Leah Plunkett is an associate professor at University of New Hampshire School of Law and a fellow at the Berkman Klein Center for Internet & Society at Harvard University.
“Jane Doe” is a Granite Stater who won more than half a billion dollars — roughly 10 percent of the annual state budget — in a Powerball drawing in January. She didn’t want her identity released to the public by the New Hampshire Lottery Commission and asked a state court to keep that from happening.
This week, Judge Charles Temple of the state superior court ruled that the state must keep Ms. Doe’s name private, but allowed it to reveal her hometown. Protecting her name is the right decision. Revealing her hometown is the wrong one. (Temple is a former full-time faculty colleague of mine at University of New Hampshire School of Law, where I teach.)
By the Lottery Commission’s own admission, a winner’s actual personal information is not required to redeem the winning ticket.

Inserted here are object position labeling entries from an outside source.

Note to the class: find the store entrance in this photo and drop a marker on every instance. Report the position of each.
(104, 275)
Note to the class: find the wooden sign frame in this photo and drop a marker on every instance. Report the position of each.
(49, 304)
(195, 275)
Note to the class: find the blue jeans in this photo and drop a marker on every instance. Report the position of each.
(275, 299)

The lottery’s rules allowed Ms. Doe to create a trust to claim the funds and keep her identity private. One of Ms. Doe’s attorneys had previously set up this type of trust for another client. The problem was that she signed the back of her winning ticket with her real name and contact information, and so, according to the state, she forfeited the option to receive the money anonymously.
The nub of the case is whether the state should have let Ms. Doe do retroactively what the law allowed her to do from the outset: shield her identity.

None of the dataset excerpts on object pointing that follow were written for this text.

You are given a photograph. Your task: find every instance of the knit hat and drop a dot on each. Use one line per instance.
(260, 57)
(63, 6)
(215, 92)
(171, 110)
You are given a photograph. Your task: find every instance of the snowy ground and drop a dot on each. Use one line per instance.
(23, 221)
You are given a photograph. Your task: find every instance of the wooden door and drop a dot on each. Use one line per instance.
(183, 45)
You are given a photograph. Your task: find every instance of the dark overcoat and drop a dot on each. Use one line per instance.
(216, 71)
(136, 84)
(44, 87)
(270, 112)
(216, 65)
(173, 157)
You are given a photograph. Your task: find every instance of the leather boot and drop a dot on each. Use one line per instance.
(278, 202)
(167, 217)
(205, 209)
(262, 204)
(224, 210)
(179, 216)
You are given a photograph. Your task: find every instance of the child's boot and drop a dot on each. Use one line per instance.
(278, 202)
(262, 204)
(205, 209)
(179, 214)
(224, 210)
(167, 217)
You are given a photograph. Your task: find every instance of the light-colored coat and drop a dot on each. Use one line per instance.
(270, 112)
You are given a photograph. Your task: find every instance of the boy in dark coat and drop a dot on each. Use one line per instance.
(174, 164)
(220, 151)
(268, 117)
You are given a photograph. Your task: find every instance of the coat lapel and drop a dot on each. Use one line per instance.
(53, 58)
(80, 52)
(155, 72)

Through her lawyer, she said that she did this due to “highly questionable” advice on the State Lottery Commission website, which prominently told winners to sign as she did and, she said, did not mention the trust option. The state said that the information was there. The state also said that, since she signed the ticket with her name and hometown, the state’s right-to-know law gave members of the public the right to know that information.
The nub of the case is whether the state should have let Ms. Doe do retroactively what the law allowed her to do from the outset: shield her identity. The case is also about a much bigger issue: how to properly balance the sometimes-competing state constitutional guarantees of individual privacy and the public’s right to know “what its ‘government is up to.’” The judge came close to striking the right balance: he should have tipped the scales further toward privacy, to protect the name of Ms. Doe’s hometown as well.
The judge held that Ms. Doe has a “strong privacy interest in [the] non-disclosure of her name” that outweighs the public’s right to this information. He noted a series of harms that could come to Ms. Doe if her name were released: invasion of privacy, potential for threats, and disruption of her daily routine. The law firm representing her, the judge wrote, “has been bombarded with solicitations from various individuals seeking to capitalize on her winnings.”
But the judge said he could find no similar basis for withholding the name of her hometown. In his view, “any (female) person in Ms. Doe’s hometown could theoretically be the winner,” so it is “highly unlikely that Ms. Doe could be identified as the winner based solely on the disclosure of that limited piece of information.” That sounds more like wishful thinking than careful assessment of the consequences for Ms. Doe. The 2010 census counted about 13,000 adult women in her town. It will be a lot easier for enterprising journalists or nosy parkers to figure out who Ms. Doe is in that group than if they had to sleuth through the whole state.
The purpose of the right-to-know law in New Hampshire is to help preserve public oversight over government, not to gain unnecessary insight into people’s private lives.
New Hampshire is correct to want to hold itself accountable in running the lottery, a high-stakes governmental activity. As the New Hampshire attorney general, charged with defending the interests of the State Lottery Commission, said in court filings, New Hampshire citizens “rely on the lottery as an important funding source for State and local government,” including “over $1.8 billion [to date] to the State for funding of education.”
Releasing winners’ names and hometowns contributes to showing everyone that the lottery is played “on the level and that winners are bona fide lottery participants.” A real live person undoubtedly helps sustain the rags-to-riches story that makes people gamble in the lottery. And in New Hampshire, the right to know about governmental affairs is a personal right. A member of the public does not need to justify why she chooses to use it.
But is public knowledge of the name and hometown of the person who won the lottery important to the workings of our democracy? No, it is not. The purpose of the right-to-know law in New Hampshire is to help preserve public oversight over government, not to gain unnecessary insight into people’s private lives. If the right to know creeps too far toward the latter, it risks becoming a tool for surveillance. That ultimately undermines the public trust in government, which the right to know is designed to foster.
Last month, before ruling on the merits of the case, the judge let Ms. Doe’s lawyers establish for her the Good Karma Family Trust of 2018. The commission disbursed $264 million to the trust — her winnings after deducting taxes. Last week, through her lawyers, before she knew whether she would be allowed to try to keep her anonymity, Ms. Doe said that she plans to give away between $25 million and $50 million. The first $250,000, she said, will be divided among Girls Inc. and three chapters of a nonprofit called End 68 Hours of Hunger. There was a public outpouring of gratitude – and seemingly no public outcry to release Ms. Doe’s name. We are comfortable, it seems, knowing we can thank Good Karma.